At the time of the sale, RO Defence had 16 factories; and some 19,000 personnel were employed. Shortly after privatisation, it has closed and sold its sites at ROF Patricroft, RSAF Enfield and Waltham Abbey South.

In April 1992 BAe / RO Defence bought BMARC and Poudreries Réunies de Belgique (PRB) from the receivers of the failed Astra Holdings; and later Muiden Chemie. In 1991 RO Defence also bought the small arms ammunition interests of Heckler & Koch.

In 2000 the headquarters of Royal Ordnance was moved from RO Chorley to BAE Systems' Filton site, and manufacturing ceased at RO Bishopton.

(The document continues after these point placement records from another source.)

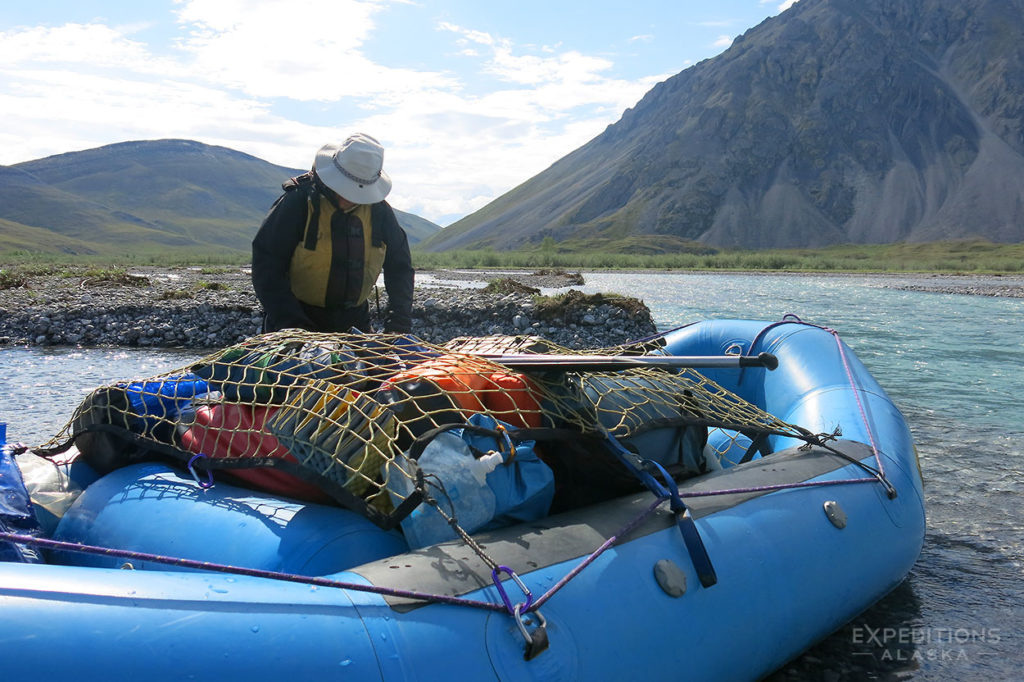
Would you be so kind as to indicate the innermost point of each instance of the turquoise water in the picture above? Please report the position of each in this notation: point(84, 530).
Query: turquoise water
point(951, 363)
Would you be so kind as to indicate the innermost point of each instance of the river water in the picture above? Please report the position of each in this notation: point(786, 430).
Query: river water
point(951, 363)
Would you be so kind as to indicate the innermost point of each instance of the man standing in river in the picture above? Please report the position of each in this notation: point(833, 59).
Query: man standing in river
point(325, 242)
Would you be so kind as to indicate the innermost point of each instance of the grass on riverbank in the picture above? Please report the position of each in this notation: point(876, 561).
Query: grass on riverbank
point(950, 257)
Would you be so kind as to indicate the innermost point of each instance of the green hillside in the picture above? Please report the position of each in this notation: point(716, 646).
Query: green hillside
point(145, 197)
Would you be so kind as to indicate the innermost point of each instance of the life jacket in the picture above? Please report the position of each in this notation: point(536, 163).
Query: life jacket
point(477, 385)
point(316, 257)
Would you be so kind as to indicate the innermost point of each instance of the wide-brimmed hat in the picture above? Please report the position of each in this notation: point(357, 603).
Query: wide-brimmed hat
point(354, 169)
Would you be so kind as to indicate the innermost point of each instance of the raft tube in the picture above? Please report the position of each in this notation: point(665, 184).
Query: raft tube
point(793, 565)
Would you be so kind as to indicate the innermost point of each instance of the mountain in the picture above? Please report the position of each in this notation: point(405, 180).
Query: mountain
point(838, 121)
point(169, 194)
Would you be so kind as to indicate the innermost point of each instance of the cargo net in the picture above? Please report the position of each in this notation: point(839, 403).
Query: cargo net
point(340, 417)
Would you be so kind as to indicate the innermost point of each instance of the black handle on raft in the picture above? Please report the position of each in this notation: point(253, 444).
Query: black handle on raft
point(767, 360)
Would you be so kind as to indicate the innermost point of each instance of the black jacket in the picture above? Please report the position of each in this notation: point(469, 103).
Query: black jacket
point(282, 231)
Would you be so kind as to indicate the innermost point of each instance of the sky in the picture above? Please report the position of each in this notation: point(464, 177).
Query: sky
point(469, 97)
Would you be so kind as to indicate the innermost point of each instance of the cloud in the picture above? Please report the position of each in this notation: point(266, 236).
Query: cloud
point(781, 6)
point(723, 41)
point(278, 80)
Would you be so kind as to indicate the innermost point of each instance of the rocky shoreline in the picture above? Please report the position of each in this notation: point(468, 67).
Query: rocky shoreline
point(194, 307)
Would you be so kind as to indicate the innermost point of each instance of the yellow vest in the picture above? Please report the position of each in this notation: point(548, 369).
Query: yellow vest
point(310, 268)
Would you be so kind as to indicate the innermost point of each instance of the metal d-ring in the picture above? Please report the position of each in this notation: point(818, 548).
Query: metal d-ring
point(501, 589)
point(537, 642)
point(192, 469)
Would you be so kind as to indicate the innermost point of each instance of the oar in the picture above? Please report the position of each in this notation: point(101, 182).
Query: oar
point(612, 363)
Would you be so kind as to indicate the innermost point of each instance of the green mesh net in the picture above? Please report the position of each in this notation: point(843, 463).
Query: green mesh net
point(334, 416)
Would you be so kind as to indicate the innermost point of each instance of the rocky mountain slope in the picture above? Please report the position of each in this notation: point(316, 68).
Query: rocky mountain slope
point(838, 121)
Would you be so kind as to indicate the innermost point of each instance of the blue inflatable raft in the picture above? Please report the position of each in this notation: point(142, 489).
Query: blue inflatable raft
point(730, 578)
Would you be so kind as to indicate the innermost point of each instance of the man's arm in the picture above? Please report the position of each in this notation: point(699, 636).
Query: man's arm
point(398, 272)
point(272, 248)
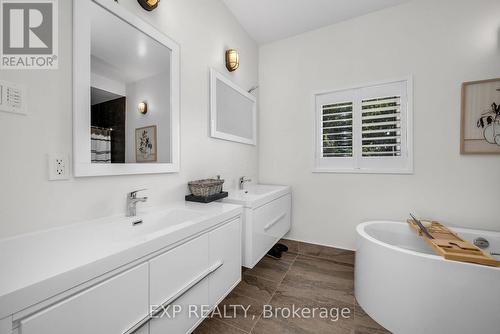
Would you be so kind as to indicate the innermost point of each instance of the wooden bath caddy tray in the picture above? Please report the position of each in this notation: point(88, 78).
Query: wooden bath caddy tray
point(450, 246)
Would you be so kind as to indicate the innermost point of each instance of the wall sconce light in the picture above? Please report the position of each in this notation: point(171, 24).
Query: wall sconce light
point(149, 5)
point(232, 60)
point(142, 108)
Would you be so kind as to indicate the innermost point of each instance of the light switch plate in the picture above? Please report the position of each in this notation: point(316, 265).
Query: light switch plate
point(58, 167)
point(12, 98)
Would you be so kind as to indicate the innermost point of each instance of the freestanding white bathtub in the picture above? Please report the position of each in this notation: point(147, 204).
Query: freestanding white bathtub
point(401, 284)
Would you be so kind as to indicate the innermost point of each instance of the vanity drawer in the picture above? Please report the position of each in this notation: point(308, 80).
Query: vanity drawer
point(270, 223)
point(178, 280)
point(113, 306)
point(225, 248)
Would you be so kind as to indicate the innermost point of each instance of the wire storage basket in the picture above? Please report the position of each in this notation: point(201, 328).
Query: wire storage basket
point(206, 188)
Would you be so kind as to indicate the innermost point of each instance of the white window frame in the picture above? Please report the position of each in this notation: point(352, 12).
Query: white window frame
point(358, 164)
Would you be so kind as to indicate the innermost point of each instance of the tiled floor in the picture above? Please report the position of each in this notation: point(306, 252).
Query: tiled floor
point(308, 276)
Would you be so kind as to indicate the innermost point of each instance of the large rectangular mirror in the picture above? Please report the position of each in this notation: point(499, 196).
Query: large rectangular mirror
point(126, 110)
point(233, 111)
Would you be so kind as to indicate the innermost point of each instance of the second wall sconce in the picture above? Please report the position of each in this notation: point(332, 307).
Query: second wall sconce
point(149, 5)
point(142, 108)
point(232, 60)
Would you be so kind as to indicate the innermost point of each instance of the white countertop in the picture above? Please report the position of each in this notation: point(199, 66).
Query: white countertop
point(40, 265)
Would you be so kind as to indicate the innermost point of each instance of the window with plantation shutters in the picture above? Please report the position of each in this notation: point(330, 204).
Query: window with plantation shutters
point(337, 130)
point(365, 129)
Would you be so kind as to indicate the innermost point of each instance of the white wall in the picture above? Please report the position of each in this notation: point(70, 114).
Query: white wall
point(442, 43)
point(28, 201)
point(156, 92)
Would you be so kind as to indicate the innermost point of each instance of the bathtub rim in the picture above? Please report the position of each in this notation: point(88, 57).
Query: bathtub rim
point(360, 230)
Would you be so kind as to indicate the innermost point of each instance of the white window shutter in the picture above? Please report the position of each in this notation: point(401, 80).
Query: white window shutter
point(337, 130)
point(365, 129)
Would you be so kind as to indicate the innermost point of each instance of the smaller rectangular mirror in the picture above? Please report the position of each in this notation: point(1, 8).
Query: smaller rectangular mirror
point(233, 111)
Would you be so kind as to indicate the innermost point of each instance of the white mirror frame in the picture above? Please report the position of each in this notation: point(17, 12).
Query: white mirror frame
point(82, 165)
point(214, 76)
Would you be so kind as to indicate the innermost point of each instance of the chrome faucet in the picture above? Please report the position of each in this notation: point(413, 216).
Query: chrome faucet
point(243, 181)
point(132, 201)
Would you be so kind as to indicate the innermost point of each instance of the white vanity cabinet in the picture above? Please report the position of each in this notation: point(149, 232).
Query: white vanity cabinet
point(267, 217)
point(167, 292)
point(112, 306)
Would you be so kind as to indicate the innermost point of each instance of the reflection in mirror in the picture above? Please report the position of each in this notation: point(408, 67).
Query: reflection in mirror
point(232, 111)
point(128, 67)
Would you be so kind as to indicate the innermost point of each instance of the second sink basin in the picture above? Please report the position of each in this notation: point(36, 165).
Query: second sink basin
point(257, 195)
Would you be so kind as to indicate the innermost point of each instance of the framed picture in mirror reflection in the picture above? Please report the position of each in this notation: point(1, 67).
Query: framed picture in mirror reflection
point(146, 144)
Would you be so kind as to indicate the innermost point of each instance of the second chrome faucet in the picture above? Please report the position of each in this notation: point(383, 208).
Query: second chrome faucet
point(132, 201)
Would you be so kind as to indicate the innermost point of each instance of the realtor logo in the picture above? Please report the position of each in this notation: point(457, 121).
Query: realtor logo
point(29, 34)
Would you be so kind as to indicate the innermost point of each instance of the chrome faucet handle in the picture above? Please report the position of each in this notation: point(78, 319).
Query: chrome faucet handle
point(133, 194)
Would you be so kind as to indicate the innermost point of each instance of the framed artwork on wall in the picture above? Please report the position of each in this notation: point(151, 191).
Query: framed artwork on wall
point(146, 144)
point(480, 128)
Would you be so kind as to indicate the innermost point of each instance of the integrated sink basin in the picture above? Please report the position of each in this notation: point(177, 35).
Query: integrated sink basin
point(50, 262)
point(257, 195)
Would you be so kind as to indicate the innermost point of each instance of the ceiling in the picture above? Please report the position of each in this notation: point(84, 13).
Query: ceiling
point(99, 96)
point(270, 20)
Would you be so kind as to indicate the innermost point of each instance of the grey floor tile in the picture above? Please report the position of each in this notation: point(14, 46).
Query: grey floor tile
point(233, 313)
point(257, 288)
point(340, 255)
point(215, 326)
point(364, 324)
point(293, 246)
point(273, 270)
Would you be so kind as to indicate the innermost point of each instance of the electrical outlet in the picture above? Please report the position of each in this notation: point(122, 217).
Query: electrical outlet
point(58, 167)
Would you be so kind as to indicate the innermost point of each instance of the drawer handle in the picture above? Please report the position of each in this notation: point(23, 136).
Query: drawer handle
point(274, 222)
point(175, 296)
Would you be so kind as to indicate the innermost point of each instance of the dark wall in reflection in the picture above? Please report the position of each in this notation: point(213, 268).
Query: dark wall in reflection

==Consolidation into BAE Systems==
In 1999 BAe merged with Marconi Electronic Systems, the defence interests of GEC, at the same time changing its name from British Aerospace to BAE Systems. The Royal Ordnance sites were from then onwards treated as BAE Systems owned sites with Royal Ordnance regarded as business units operating from the sites. In 2002 Heckler & Koch was sold to Heckler and Koch Beteiligungs GmbH.

In 2004 BAE Systems acquired Alvis Vickers Ltd, which was merged with the RO Defence business and ex-GEC plants at Barrow-in-Furness and Leicester to form BAE Systems Land Systems. This organisation was further expanded in 2005 when BAE Systems took over the US company United Defense Industries and added it to the Land Systems business group to create BAE Systems Land and Armaments. These two mergers and expansions meant that the former Royal Ordnance sites were renamed as BAE Systems Land and Armaments.